Before Claire's Arrival
Sam was already at the bench, towel around her neck, hair damp with sweat and cheeks still flushed from her last set. She’d finished her final rep but was in no hurry to move, instead cradling the bar in her palms and staring up at the ceiling as if the tiles might rearrange into something less predictable. When Andy entered, she didn’t get up, only swung her legs to the side and offered him a lopsided, skeptical smile.
“You’re late,” she said, in that dry, teasing voice she deployed whenever something was actually kind of important. She looked a little raw around the edges, but perhaps that was just the workout, Andy told himself.
Andy shrugged as he crossed the gym, hands in pockets, and when he got close enough Sam could see the color was back in his face for the first time since coming here. Good.
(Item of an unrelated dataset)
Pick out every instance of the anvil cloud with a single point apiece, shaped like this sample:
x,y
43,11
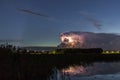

She’d worried about him.
She opened her arms as he approached, a gesture that would have been pure sarcasm if not for the way her hands trembled, almost imperceptibly, at the end of her reach. “Obligatory hug?” she said, but the edge had left her voice.
He grinned, stepped in. “Obligatory hug.” He echoed, and wrapped her up.
Sam stiffened, as always, for about a second before she melted into it, burying her face in his shoulder and breathing in whatever detergent they used here. She was about as tall as Emi, but she was all wiry muscle and hard angles, and she could cling. This time, she didn’t let go first.
“You good?” he asked, stepping back.
Sam nodded, visibly relaxed. “How about you?”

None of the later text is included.